На этот раз беседа носила деловой характер. Было условлено в ближайшие дни приступить к стенографированию последней части романа "Преступление и наказание", который в начале года должен был закончиться печатанием в "Русском вестнике".
8 ноября Анна Григорьевна явилась на свою новую работу. Она нашла Достоевского несколько взволнованным.
"Я поспешила спросить Федора Михайловича, чем он был занят за последние дни.
- Новый роман придумывал, - ответил он...
- ...Кто же герой вашего романа?
- Художник, человек уже не молодой, ну, одним словом, моих лет.
- Расскажите, расскажите, пожалуйста, - просила я, очень заинтересовавшись новым романом.
И вот в ответ на мою просьбу полилась блестящая импровизация. Никогда, ни прежде, ни после, не слыхала я от Федора Михайловича такого вдохновенного рассказа, как в этот раз. Чем дальше он шел, тем яснее казалось мне, что Федор Михайлович рассказывает свою собственную жизнь, лишь изменяя лица и обстоятельства. Тут было все то, что он передавал мне раньше мельком, отрывками. Теперь подробный последовательный рассказ многое мне объяснил в его отношениях к покойной жене и к родным...
- ...И вот, - продолжал свой рассказ Федор Михайлович,- в этот решительный период своей жизни художник встречает на своем пути молодую девушку ваших лет или на год-два постарше...
...Возможно ли, чтобы молодая девушка, столь различная по характеру и по летам, могла полюбить моего художника? Не будет ли это психологическою неверностью? Вот об этом-то мне и хотелось бы знать ваше мнение, Анна Григорьевна.
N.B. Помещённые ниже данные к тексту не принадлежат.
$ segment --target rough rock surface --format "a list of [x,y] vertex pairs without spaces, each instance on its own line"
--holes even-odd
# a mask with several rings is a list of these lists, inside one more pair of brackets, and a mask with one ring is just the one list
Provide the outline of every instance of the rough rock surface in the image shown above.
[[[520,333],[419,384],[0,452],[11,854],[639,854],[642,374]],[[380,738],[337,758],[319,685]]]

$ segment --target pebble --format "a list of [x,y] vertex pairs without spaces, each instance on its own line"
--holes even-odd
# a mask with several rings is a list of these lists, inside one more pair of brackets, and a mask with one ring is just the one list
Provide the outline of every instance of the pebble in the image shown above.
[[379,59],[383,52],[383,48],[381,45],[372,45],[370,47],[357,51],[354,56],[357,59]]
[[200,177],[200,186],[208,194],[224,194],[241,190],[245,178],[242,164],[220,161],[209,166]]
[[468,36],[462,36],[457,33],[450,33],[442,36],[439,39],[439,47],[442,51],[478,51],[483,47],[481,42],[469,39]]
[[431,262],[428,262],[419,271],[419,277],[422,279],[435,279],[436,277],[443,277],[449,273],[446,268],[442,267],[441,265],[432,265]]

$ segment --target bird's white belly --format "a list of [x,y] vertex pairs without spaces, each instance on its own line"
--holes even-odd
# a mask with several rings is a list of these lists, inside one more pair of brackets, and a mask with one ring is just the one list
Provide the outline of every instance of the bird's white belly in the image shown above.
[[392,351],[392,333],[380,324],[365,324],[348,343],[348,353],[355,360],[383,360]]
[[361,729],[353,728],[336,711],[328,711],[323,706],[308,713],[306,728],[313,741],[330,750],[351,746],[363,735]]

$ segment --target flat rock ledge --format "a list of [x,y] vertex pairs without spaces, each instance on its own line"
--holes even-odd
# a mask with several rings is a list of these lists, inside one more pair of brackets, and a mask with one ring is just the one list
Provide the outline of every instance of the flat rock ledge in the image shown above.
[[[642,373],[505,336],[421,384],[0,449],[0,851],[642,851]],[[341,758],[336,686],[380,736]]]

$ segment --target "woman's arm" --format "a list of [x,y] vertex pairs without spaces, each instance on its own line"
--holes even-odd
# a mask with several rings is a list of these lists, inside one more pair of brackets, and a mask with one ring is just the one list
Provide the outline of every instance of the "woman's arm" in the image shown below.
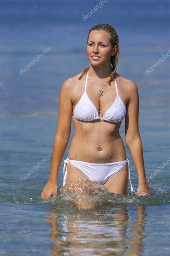
[[[129,101],[127,105],[125,116],[125,141],[131,153],[138,176],[137,192],[145,190],[144,194],[150,194],[151,191],[146,181],[142,145],[138,127],[139,99],[137,87],[131,80],[127,92]],[[140,195],[139,194],[139,195]]]
[[48,181],[41,194],[48,198],[57,193],[58,171],[70,136],[72,104],[71,83],[69,78],[63,84],[59,96],[57,126],[54,140]]

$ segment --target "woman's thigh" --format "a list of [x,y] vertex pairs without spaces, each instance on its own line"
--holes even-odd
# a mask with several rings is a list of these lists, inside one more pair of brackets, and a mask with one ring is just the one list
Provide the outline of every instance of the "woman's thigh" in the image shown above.
[[109,192],[126,194],[128,184],[128,166],[127,163],[122,169],[103,184]]
[[69,161],[68,161],[67,164],[67,172],[66,182],[68,182],[78,176],[82,178],[90,179],[80,169],[73,165]]

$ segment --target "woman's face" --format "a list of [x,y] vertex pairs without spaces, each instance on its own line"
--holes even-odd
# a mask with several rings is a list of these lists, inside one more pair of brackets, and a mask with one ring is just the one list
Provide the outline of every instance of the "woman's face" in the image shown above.
[[[90,33],[87,46],[89,60],[93,66],[109,62],[111,56],[117,49],[117,45],[112,47],[109,34],[103,30],[93,30]],[[98,57],[95,58],[93,56]]]

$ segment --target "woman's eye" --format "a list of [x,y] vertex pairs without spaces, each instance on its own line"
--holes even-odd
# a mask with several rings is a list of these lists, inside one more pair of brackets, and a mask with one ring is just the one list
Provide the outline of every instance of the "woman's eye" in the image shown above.
[[[89,44],[89,45],[91,46],[91,45],[93,45],[93,44]],[[100,44],[100,45],[102,45],[102,46],[104,46],[104,47],[105,47],[105,45],[104,45],[104,44]]]

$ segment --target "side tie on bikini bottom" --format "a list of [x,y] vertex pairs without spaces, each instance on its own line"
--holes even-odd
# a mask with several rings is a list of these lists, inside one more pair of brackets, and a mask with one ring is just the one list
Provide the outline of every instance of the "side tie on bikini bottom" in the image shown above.
[[[69,159],[69,157],[68,156],[67,156],[67,159],[65,159],[65,160],[64,160],[64,166],[63,166],[63,186],[65,186],[65,185],[66,184],[66,177],[67,176],[67,172],[68,163],[68,162],[69,160],[70,160]],[[130,184],[131,184],[131,192],[132,193],[133,191],[133,188],[132,185],[132,183],[131,183],[131,177],[130,177],[130,167],[129,167],[130,163],[129,163],[129,159],[127,158],[127,162],[128,163],[128,176],[129,176],[129,180],[130,181]],[[79,161],[77,161],[77,162],[79,162]],[[80,162],[80,163],[81,163],[81,161],[79,161],[79,162]],[[85,163],[85,162],[83,162],[84,163]],[[99,164],[96,164],[98,165],[99,165]],[[82,171],[81,170],[80,170],[81,171]]]

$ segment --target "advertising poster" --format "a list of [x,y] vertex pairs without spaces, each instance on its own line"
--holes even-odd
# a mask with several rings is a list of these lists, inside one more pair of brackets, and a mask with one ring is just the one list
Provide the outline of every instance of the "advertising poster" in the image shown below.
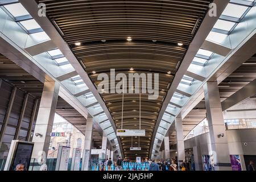
[[212,171],[212,164],[210,162],[209,155],[203,155],[203,167],[204,171]]
[[28,171],[34,144],[18,142],[10,171]]
[[81,150],[74,148],[73,150],[73,158],[72,162],[71,170],[79,171],[80,168]]
[[136,162],[138,163],[141,163],[141,157],[136,157]]
[[69,147],[64,146],[59,147],[56,171],[68,170],[69,152]]
[[239,155],[230,155],[230,156],[232,171],[242,171],[240,156]]

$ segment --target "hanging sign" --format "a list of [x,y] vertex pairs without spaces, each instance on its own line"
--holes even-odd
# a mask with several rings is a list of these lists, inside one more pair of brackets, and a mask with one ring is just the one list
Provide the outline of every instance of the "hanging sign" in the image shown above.
[[130,150],[141,150],[141,147],[130,147]]
[[145,136],[145,130],[117,130],[117,136]]

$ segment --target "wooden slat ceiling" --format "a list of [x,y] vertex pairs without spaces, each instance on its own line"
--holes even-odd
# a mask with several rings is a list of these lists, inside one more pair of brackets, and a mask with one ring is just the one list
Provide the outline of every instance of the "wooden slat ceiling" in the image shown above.
[[[159,98],[150,101],[142,95],[142,129],[146,130],[146,136],[140,138],[142,150],[130,151],[131,138],[121,138],[125,156],[148,156],[158,112],[194,36],[194,27],[196,32],[211,1],[36,1],[46,4],[48,17],[57,24],[96,85],[98,74],[109,74],[110,69],[125,74],[159,74]],[[126,41],[128,36],[131,42]],[[76,47],[76,42],[81,45]],[[177,43],[184,45],[179,47]],[[129,72],[130,68],[134,71]],[[103,93],[102,97],[119,128],[121,95]],[[138,129],[139,96],[125,94],[124,98],[123,129]],[[138,138],[134,142],[138,143]]]
[[[1,53],[0,78],[40,101],[44,87],[43,83]],[[59,97],[57,102],[56,113],[84,133],[86,119],[60,97]],[[94,147],[98,148],[101,146],[101,136],[100,131],[94,129],[93,140]]]

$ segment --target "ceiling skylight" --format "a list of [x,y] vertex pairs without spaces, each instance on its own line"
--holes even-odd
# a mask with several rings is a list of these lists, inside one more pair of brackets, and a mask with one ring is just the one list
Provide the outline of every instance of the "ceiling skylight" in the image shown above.
[[59,49],[48,51],[48,53],[52,57],[62,55],[62,52]]
[[61,58],[59,58],[59,59],[55,59],[55,60],[58,64],[65,63],[65,62],[68,62],[68,60],[67,59],[67,58],[65,57],[61,57]]
[[41,27],[34,19],[29,19],[19,22],[21,24],[22,24],[24,28],[28,31],[41,28]]
[[182,98],[183,97],[183,95],[177,92],[175,92],[174,93],[174,97],[176,98]]
[[200,58],[197,57],[195,57],[193,60],[193,62],[197,62],[203,64],[205,64],[207,62],[208,60],[205,59]]
[[214,26],[213,28],[229,31],[232,29],[235,24],[236,23],[234,22],[218,19]]
[[213,52],[212,52],[203,49],[200,49],[197,52],[197,55],[200,55],[207,57],[210,57],[213,53]]
[[5,5],[3,7],[15,18],[30,15],[20,3]]
[[74,81],[73,81],[76,84],[79,84],[84,82],[84,81],[82,81],[82,79],[79,79],[79,80],[74,80]]
[[245,6],[229,3],[222,15],[240,18],[247,9],[248,7]]
[[77,75],[77,76],[71,77],[71,80],[77,80],[79,78],[80,78],[80,76],[79,75]]
[[94,96],[93,96],[93,94],[92,93],[89,93],[89,94],[88,94],[85,95],[85,97],[86,98],[93,98],[93,97]]

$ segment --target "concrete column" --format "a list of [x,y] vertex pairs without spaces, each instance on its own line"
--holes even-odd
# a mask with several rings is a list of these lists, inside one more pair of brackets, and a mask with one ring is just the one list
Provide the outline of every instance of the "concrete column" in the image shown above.
[[47,157],[59,88],[59,84],[53,81],[44,82],[32,140],[35,143],[32,158],[37,160]]
[[[199,144],[200,146],[200,144]],[[202,156],[199,150],[198,146],[193,147],[193,154],[194,154],[195,169],[196,171],[202,171]]]
[[83,167],[83,170],[88,171],[89,162],[90,160],[90,151],[92,150],[92,133],[93,128],[93,118],[88,118],[86,120],[86,126],[85,128],[85,139],[84,145],[84,151],[87,151],[87,155],[89,156],[86,157],[85,156],[85,152],[84,152],[84,156],[82,156],[82,167]]
[[110,157],[110,150],[109,149],[107,149],[106,159],[109,159]]
[[208,82],[204,85],[204,90],[212,148],[209,155],[213,158],[214,170],[231,170],[218,84],[217,82]]
[[169,136],[164,136],[164,159],[170,159]]
[[113,150],[110,151],[110,158],[113,161],[113,160],[114,159],[114,151]]
[[179,169],[180,164],[185,159],[185,147],[184,145],[183,129],[182,128],[181,115],[179,114],[175,119],[176,137],[177,141],[177,163]]
[[107,150],[108,137],[106,136],[102,136],[102,143],[101,144],[101,150],[102,150],[102,156],[101,158],[106,159],[106,150]]
[[166,159],[166,152],[164,150],[162,151],[162,158],[163,159]]

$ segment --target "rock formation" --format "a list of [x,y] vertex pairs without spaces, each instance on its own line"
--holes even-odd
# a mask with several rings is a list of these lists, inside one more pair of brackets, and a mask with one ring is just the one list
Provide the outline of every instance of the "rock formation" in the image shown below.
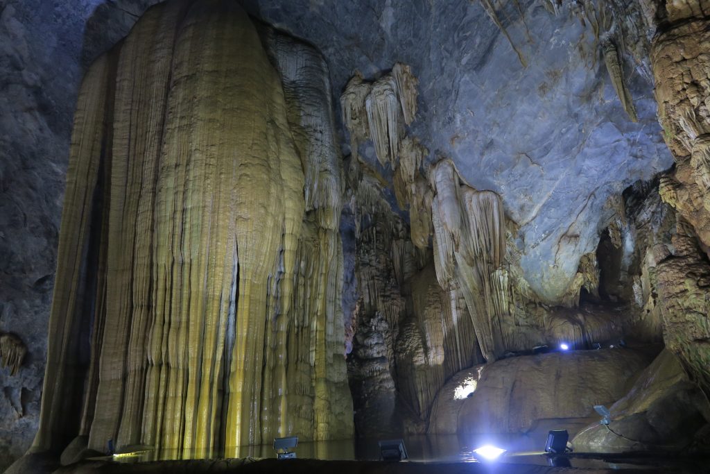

- Почему же невозможно? Ведь если, как вы говорите, ваша Аня не пустая кокетка, а обладает хорошим, отзывчивым сердцем, почему бы ей не полюбить вашего художника? Что в том, что он болен и беден? Неужели же любить можно лишь за внешность да за богатство? И в чем тут жертва с ее стороны? Если она его любит, то и сама будет счастлива и раскаиваться ей никогда не придется!
Я говорила горячо Федор Михайлович смотрел на меня с волнением.
- И вы серьезно верите, что она могла бы полюбить его искренно и на всю жизнь?
Он помолчал, как бы колеблясь.
- Поставьте себя на минуту на ее место, - сказал он... - Представьте, что этот художник - я, что я признался вам в любви и просил быть моей женой. Скажите, что вы бы мне ответили?
Лицо Федора Михайловича выражало такое смущение, такую сердечную муку, что я, наконец, поняла, что это не просто литературный разговор и что я нанесу страшный удар его самолюбию и гордости, если дам уклончивый ответ. Я взглянула на столь дорогое мне, взволнованное лицо Федора Михайловича и сказала:
- Я бы вам ответила, что вас люблю и буду любить всю жизнь".
Сам Достоевский переживал свое новое чувство спокойно. Оно ничем не напоминало его бурных страстей к Исаевой и Сусловой. Сам он вскоре сообщал о своей женитьбе:
"При конце романа {То есть при окончании диктовки "Игрока".} я заметил, что стенографка моя меня искренно любит, хотя никогда не говорила мне об этом ни слова, а мне она все больше и больше нравилась. Так как со смерти брата мне ужасно скучно и тяжело жить, то я предложил ей за меня выйти. Она согласилась, и вот мы обвенчаны. Разница в летах ужасная (20 и 44), но я все более и более убеждаюсь, что она будет счастлива. Сердце у ней есть, и любить она умеет".
В этом он не ошибся.
Период помолвки столь несхожих людей проходил тревожно и даже драматично. Достоевский не скрывал от своей невесты долговых обязательств, возложенных на него крахом "Эпохи". На его попечении оставались многочисленные родственники: вся семья покойного брата (буквально обнищавшая), двадцатилетний пасынок Федора Михайловича - Павел Исаев, отчасти брат Николай, наконец и побочный сын Михаила Михайловича - мальчик Ваня со своей матерью Прасковьей Петровной Аникеевой. Число кредиторов умершего издателя журналов "Время" и "Эпоха" было так велико, а суммы их вексельных взысканий так значительны, что только за год до смерти, то есть в 1879-1880 годах, Достоевскому удалось погасить долги (и то лишь ввиду исключительной энергии, какую вложила в это дело сама Анна Григорьевна). Только в своей семье Достоевский был постоянно окружен десятком людей, для которых он представлял единственную материальную опору в жизни. И это было время, когда он почти безвозмездно писал роман "Игрок" и получал очень низкую оплату от Каткова за свой шедевр "Преступление и наказание" (150 рублей с листа). Время было чрезвычайно суровое, и безденежье сказывалось неумолимо.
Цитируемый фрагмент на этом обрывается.